We had snow and ice again yesterday, but the sun is shining brightly today. The other snow had just melted and now we have 7 inches on the ground again. It sure is pretty but I much prefer green grass and leaves!
The seeds that I started last week are all up and growing, so I am checking the moisture of their soil each day. I will get out my little grow light tomorrow and set it up. They are getting sun (when it’s not snowing) in my West-facing picture window, but I think they need more light. This is not an exact science for me!
This week I want to talk about ways to preserve the goodness I plan on growing in my garden this summer. The ways I use are freezing, water-bath canning, pressure canning and drying. Pressure canners are somewhat expensive, but I was fortunate to buy one from a friend’s mother for 5 dollars. It’s not new, but it is in good shape. It’s a large pan pressure cooker, but that is large enough for me. I can my food (for one person) in half-pint jars and they fit perfectly inside. A word of caution about buying a used pressure canner: Take it to an extension office to have it safely checked out if you don’t know about its safety. Pressure canners can be dangerous if they are damaged. I also suggest getting a Ball Canning book. I think they are the best for instructions for canning. I pressure can most all of my garden produce except tomatoes. Tomatoes have enough acid in them that they are safe to water-bath can. You run the risk of getting botulism from water-bath canning most other vegetables.
You may recall in one of my first posts I suggested getting a freezer. A freezer, for me, is an indispensable tool for saving extra garden produce. My freezer is approximately 36″ x 20″ chest freezer and is just about the right size for one (or two) person’s frozen food. The size of freezer you need is determined by the size of your family, but my advice is, if you can only get a small freezer, that is better than none. Again that Ball canning book will have instructions on freezing food or look on YouTube to learn how.
And finally, my third way of preserving food is by drying it. Food can be dried in an oven on it’s lowest setting. I was lucky enough to find a used dehydrator in a thrift shop. I haven’t used it yet, but will give it a try this summer. I, too, will be looking on YouTube for instructions for guidance in drying food.

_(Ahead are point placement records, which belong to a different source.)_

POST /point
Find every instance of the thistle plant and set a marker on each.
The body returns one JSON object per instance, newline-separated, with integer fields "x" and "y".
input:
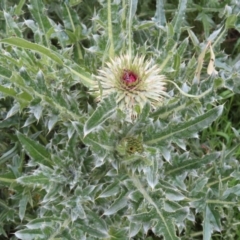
{"x": 135, "y": 81}
{"x": 113, "y": 120}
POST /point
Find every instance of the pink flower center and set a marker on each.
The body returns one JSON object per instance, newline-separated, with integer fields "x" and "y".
{"x": 129, "y": 77}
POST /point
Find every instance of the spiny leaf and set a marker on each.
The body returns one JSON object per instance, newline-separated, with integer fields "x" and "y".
{"x": 104, "y": 111}
{"x": 184, "y": 129}
{"x": 35, "y": 150}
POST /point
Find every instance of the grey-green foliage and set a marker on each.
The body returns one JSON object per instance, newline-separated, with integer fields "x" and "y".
{"x": 65, "y": 171}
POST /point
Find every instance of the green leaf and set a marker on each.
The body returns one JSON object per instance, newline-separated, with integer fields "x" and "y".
{"x": 179, "y": 18}
{"x": 95, "y": 232}
{"x": 191, "y": 164}
{"x": 37, "y": 179}
{"x": 159, "y": 17}
{"x": 75, "y": 69}
{"x": 29, "y": 234}
{"x": 9, "y": 154}
{"x": 22, "y": 43}
{"x": 35, "y": 150}
{"x": 4, "y": 72}
{"x": 105, "y": 110}
{"x": 101, "y": 142}
{"x": 110, "y": 190}
{"x": 184, "y": 129}
{"x": 22, "y": 206}
{"x": 41, "y": 222}
{"x": 117, "y": 205}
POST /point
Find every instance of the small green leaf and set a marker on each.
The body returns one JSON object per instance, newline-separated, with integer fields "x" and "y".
{"x": 159, "y": 17}
{"x": 22, "y": 206}
{"x": 184, "y": 129}
{"x": 190, "y": 164}
{"x": 179, "y": 17}
{"x": 29, "y": 234}
{"x": 110, "y": 190}
{"x": 38, "y": 223}
{"x": 22, "y": 43}
{"x": 95, "y": 232}
{"x": 4, "y": 72}
{"x": 35, "y": 180}
{"x": 104, "y": 111}
{"x": 35, "y": 150}
{"x": 118, "y": 204}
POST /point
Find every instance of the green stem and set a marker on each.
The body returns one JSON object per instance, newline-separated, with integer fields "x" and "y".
{"x": 110, "y": 32}
{"x": 189, "y": 95}
{"x": 141, "y": 189}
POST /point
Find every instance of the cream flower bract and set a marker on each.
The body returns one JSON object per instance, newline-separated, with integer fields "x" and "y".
{"x": 135, "y": 81}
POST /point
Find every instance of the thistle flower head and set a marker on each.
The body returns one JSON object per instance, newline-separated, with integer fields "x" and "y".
{"x": 134, "y": 80}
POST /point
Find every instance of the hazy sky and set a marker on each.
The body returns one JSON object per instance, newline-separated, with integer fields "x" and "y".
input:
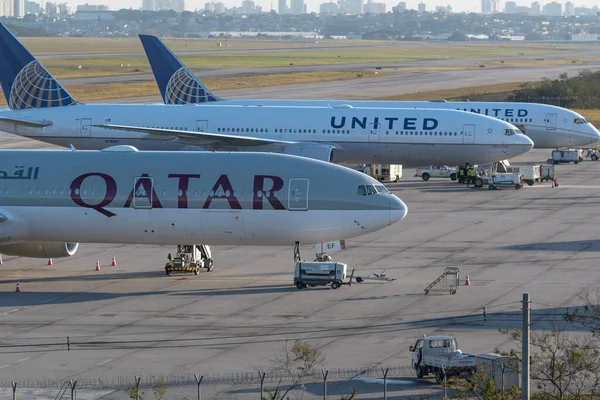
{"x": 313, "y": 5}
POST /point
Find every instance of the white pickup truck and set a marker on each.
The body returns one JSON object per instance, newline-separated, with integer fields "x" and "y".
{"x": 437, "y": 171}
{"x": 440, "y": 356}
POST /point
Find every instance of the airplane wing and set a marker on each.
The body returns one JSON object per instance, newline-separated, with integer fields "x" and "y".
{"x": 201, "y": 137}
{"x": 30, "y": 124}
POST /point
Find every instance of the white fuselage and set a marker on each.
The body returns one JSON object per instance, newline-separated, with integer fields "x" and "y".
{"x": 185, "y": 197}
{"x": 548, "y": 126}
{"x": 359, "y": 135}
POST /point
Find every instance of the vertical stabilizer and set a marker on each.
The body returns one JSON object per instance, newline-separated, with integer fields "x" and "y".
{"x": 25, "y": 82}
{"x": 177, "y": 84}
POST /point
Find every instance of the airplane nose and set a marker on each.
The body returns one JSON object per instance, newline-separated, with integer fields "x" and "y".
{"x": 398, "y": 210}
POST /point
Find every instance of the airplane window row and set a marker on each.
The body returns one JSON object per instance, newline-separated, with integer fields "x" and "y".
{"x": 517, "y": 119}
{"x": 188, "y": 193}
{"x": 367, "y": 190}
{"x": 426, "y": 133}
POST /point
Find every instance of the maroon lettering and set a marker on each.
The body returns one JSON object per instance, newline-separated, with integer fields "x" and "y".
{"x": 184, "y": 183}
{"x": 267, "y": 193}
{"x": 111, "y": 192}
{"x": 150, "y": 194}
{"x": 223, "y": 182}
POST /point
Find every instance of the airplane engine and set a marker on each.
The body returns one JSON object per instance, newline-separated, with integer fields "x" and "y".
{"x": 39, "y": 250}
{"x": 316, "y": 151}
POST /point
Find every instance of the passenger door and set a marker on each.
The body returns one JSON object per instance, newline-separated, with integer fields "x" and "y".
{"x": 201, "y": 125}
{"x": 468, "y": 134}
{"x": 550, "y": 121}
{"x": 143, "y": 190}
{"x": 85, "y": 127}
{"x": 298, "y": 195}
{"x": 373, "y": 132}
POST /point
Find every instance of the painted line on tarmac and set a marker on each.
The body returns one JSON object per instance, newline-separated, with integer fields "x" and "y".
{"x": 16, "y": 362}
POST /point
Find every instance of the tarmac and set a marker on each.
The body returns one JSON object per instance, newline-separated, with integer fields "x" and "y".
{"x": 133, "y": 320}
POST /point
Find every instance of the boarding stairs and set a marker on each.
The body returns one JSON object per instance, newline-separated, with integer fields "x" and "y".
{"x": 448, "y": 281}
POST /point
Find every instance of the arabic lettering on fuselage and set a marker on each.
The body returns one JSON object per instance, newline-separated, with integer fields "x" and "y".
{"x": 426, "y": 124}
{"x": 265, "y": 187}
{"x": 498, "y": 112}
{"x": 32, "y": 173}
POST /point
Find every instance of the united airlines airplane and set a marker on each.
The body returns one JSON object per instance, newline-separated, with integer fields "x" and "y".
{"x": 52, "y": 200}
{"x": 548, "y": 126}
{"x": 42, "y": 109}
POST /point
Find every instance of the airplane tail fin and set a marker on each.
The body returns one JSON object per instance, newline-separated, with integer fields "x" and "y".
{"x": 25, "y": 82}
{"x": 177, "y": 84}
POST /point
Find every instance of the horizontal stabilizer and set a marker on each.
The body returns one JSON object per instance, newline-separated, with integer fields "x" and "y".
{"x": 202, "y": 138}
{"x": 22, "y": 122}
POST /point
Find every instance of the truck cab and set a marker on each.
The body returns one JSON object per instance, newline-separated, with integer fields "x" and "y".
{"x": 440, "y": 356}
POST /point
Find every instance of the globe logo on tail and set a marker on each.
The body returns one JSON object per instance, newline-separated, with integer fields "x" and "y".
{"x": 184, "y": 88}
{"x": 34, "y": 87}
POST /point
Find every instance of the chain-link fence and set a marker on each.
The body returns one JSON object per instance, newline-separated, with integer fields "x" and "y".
{"x": 318, "y": 384}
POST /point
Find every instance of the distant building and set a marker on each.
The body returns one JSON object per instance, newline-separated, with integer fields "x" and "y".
{"x": 374, "y": 8}
{"x": 351, "y": 6}
{"x": 18, "y": 8}
{"x": 401, "y": 7}
{"x": 297, "y": 7}
{"x": 486, "y": 6}
{"x": 510, "y": 7}
{"x": 569, "y": 9}
{"x": 32, "y": 7}
{"x": 553, "y": 9}
{"x": 329, "y": 8}
{"x": 148, "y": 5}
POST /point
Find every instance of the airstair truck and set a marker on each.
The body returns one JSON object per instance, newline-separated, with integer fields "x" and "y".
{"x": 440, "y": 356}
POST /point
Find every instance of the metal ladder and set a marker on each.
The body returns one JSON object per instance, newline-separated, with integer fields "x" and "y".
{"x": 449, "y": 279}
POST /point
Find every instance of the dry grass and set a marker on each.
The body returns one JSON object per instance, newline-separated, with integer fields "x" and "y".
{"x": 497, "y": 92}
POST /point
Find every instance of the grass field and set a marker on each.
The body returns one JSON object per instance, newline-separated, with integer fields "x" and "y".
{"x": 39, "y": 46}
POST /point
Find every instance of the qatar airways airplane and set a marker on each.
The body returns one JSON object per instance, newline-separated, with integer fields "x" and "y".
{"x": 51, "y": 200}
{"x": 548, "y": 126}
{"x": 41, "y": 108}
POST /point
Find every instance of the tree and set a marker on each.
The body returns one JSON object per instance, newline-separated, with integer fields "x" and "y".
{"x": 562, "y": 365}
{"x": 295, "y": 361}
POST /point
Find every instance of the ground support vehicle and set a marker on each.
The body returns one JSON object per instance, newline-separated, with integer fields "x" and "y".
{"x": 437, "y": 171}
{"x": 448, "y": 281}
{"x": 191, "y": 258}
{"x": 316, "y": 273}
{"x": 440, "y": 356}
{"x": 567, "y": 156}
{"x": 508, "y": 180}
{"x": 375, "y": 277}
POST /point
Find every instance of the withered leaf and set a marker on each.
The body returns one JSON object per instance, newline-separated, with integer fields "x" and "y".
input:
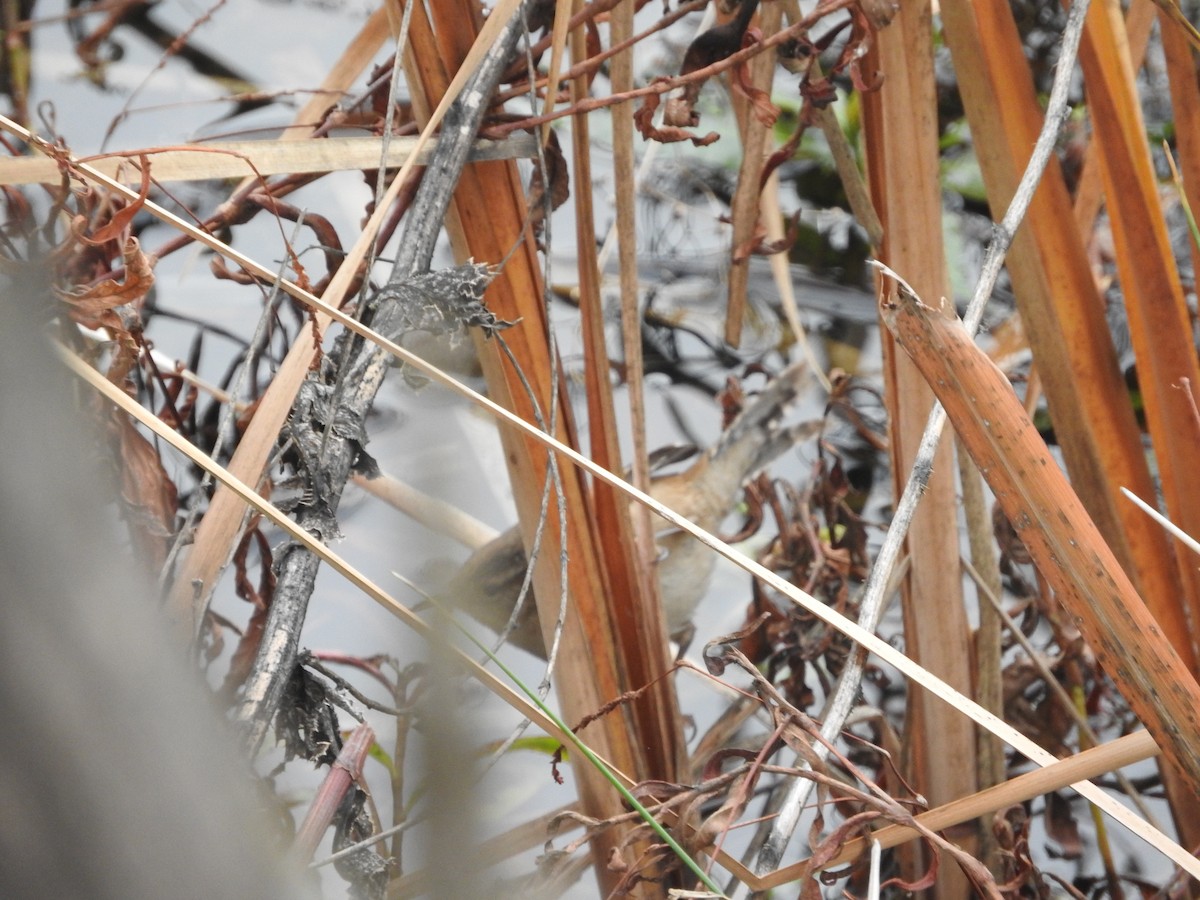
{"x": 149, "y": 495}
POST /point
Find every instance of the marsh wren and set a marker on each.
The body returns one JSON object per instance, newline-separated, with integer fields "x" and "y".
{"x": 489, "y": 582}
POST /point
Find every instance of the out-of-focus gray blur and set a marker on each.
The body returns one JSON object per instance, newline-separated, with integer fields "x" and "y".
{"x": 118, "y": 779}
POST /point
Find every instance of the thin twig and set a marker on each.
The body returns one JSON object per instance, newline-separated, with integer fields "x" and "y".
{"x": 298, "y": 565}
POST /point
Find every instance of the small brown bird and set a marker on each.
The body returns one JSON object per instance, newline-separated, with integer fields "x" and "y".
{"x": 489, "y": 582}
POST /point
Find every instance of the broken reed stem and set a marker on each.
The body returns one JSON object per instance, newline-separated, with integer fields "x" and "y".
{"x": 298, "y": 565}
{"x": 843, "y": 701}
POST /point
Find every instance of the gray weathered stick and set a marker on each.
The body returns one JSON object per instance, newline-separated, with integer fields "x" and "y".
{"x": 341, "y": 442}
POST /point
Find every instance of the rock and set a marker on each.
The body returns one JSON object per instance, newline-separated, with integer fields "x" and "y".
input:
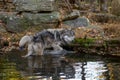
{"x": 91, "y": 31}
{"x": 78, "y": 22}
{"x": 115, "y": 7}
{"x": 2, "y": 28}
{"x": 39, "y": 18}
{"x": 102, "y": 17}
{"x": 34, "y": 5}
{"x": 73, "y": 15}
{"x": 19, "y": 23}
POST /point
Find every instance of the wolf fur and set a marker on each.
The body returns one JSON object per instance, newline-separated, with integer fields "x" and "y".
{"x": 46, "y": 38}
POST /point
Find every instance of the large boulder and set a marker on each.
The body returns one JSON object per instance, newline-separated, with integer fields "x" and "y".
{"x": 34, "y": 5}
{"x": 39, "y": 18}
{"x": 115, "y": 7}
{"x": 19, "y": 23}
{"x": 77, "y": 22}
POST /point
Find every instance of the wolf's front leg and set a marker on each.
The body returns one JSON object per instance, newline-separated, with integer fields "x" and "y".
{"x": 28, "y": 54}
{"x": 57, "y": 47}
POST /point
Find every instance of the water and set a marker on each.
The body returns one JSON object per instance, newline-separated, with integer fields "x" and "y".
{"x": 58, "y": 67}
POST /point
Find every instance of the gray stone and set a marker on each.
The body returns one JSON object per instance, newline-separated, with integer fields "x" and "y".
{"x": 115, "y": 7}
{"x": 42, "y": 17}
{"x": 72, "y": 15}
{"x": 34, "y": 5}
{"x": 79, "y": 22}
{"x": 19, "y": 23}
{"x": 2, "y": 28}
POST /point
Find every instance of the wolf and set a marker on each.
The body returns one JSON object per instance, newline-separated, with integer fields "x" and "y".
{"x": 54, "y": 38}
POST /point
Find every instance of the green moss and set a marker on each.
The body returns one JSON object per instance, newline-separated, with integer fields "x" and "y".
{"x": 84, "y": 42}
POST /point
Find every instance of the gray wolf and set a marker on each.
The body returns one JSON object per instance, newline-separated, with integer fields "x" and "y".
{"x": 54, "y": 38}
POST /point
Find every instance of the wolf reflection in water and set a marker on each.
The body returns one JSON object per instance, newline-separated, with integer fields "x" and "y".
{"x": 47, "y": 38}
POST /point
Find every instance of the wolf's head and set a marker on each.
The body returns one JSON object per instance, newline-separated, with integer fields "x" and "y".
{"x": 67, "y": 36}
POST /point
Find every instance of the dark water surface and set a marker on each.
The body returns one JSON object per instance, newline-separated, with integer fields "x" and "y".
{"x": 58, "y": 67}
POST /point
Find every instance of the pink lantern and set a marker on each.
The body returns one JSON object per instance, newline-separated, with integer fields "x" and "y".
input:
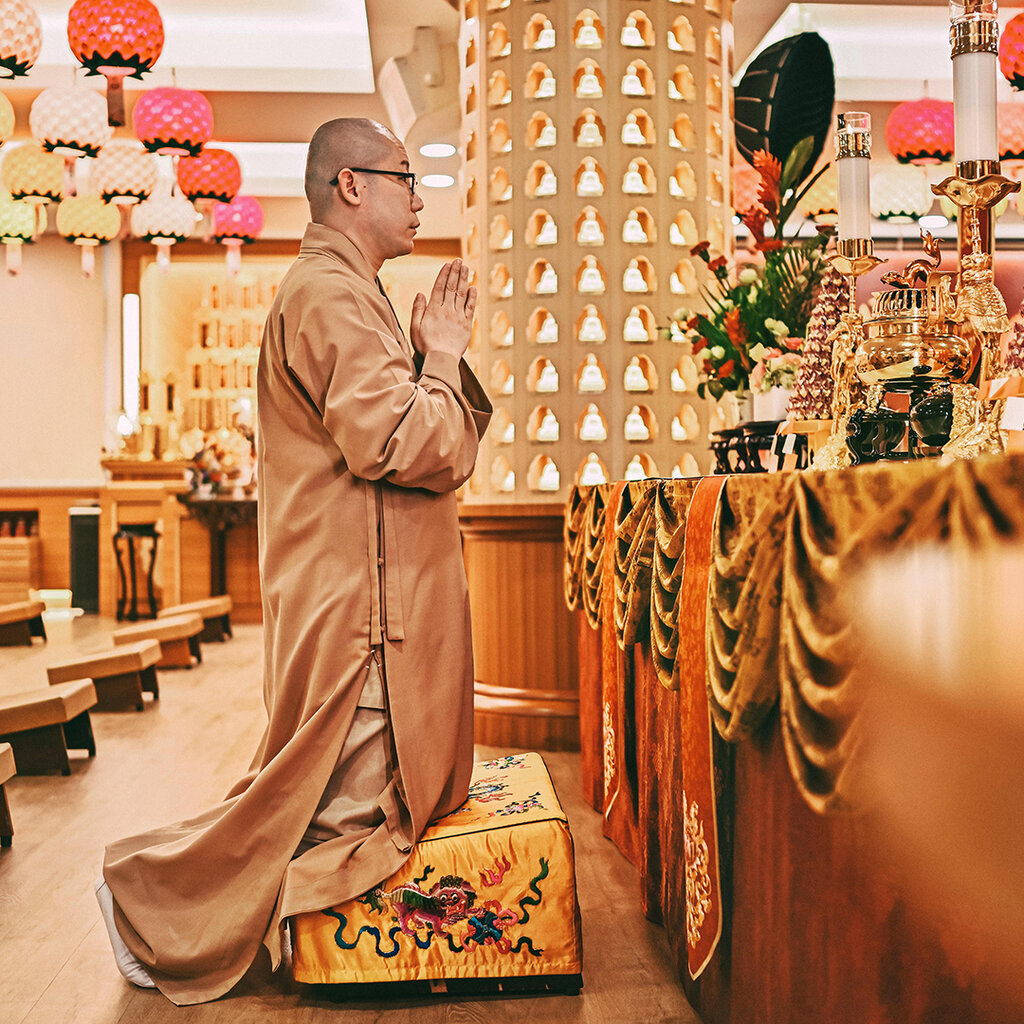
{"x": 175, "y": 122}
{"x": 164, "y": 220}
{"x": 237, "y": 223}
{"x": 213, "y": 176}
{"x": 20, "y": 38}
{"x": 89, "y": 222}
{"x": 116, "y": 39}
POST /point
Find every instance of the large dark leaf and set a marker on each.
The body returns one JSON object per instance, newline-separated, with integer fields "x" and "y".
{"x": 786, "y": 95}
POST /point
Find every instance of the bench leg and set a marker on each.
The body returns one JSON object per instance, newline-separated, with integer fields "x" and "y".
{"x": 120, "y": 691}
{"x": 15, "y": 634}
{"x": 78, "y": 734}
{"x": 6, "y": 826}
{"x": 39, "y": 751}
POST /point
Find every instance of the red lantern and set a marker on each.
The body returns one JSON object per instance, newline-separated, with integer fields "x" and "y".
{"x": 921, "y": 132}
{"x": 1012, "y": 52}
{"x": 235, "y": 224}
{"x": 175, "y": 122}
{"x": 213, "y": 176}
{"x": 117, "y": 39}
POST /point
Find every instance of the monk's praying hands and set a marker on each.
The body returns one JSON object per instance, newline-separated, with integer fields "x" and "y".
{"x": 443, "y": 323}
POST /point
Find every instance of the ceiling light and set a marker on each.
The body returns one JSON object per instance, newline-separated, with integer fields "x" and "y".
{"x": 437, "y": 150}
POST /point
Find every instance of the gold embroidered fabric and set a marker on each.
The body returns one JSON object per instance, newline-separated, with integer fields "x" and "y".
{"x": 785, "y": 547}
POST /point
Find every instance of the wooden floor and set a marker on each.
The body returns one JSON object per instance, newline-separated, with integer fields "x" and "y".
{"x": 177, "y": 757}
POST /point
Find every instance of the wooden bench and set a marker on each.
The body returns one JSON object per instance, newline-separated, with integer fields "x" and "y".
{"x": 41, "y": 725}
{"x": 216, "y": 613}
{"x": 178, "y": 636}
{"x": 20, "y": 622}
{"x": 7, "y": 771}
{"x": 121, "y": 676}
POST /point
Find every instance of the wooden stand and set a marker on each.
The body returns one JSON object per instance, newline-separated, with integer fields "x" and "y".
{"x": 526, "y": 689}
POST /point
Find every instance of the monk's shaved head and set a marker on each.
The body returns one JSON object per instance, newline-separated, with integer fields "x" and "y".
{"x": 338, "y": 143}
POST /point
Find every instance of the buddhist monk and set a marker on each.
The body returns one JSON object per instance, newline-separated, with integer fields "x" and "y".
{"x": 363, "y": 440}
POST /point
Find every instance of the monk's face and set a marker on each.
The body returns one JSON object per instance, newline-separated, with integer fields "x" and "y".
{"x": 391, "y": 213}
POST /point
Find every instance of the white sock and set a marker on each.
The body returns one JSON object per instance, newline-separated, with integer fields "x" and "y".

Food can also be dried outside on warm sunny days. I know my great grandmothers did this, but I have never tried drying food this way.
I purposely have not given specific instructions about any of these ways to preserve food. There are plenty of sites on line that will do that. I may get into more specifics during the summer as I am canning, freezing, and drying food.
I have to be careful to not wish my life away, but it would sure be nice if it was spring or summer now!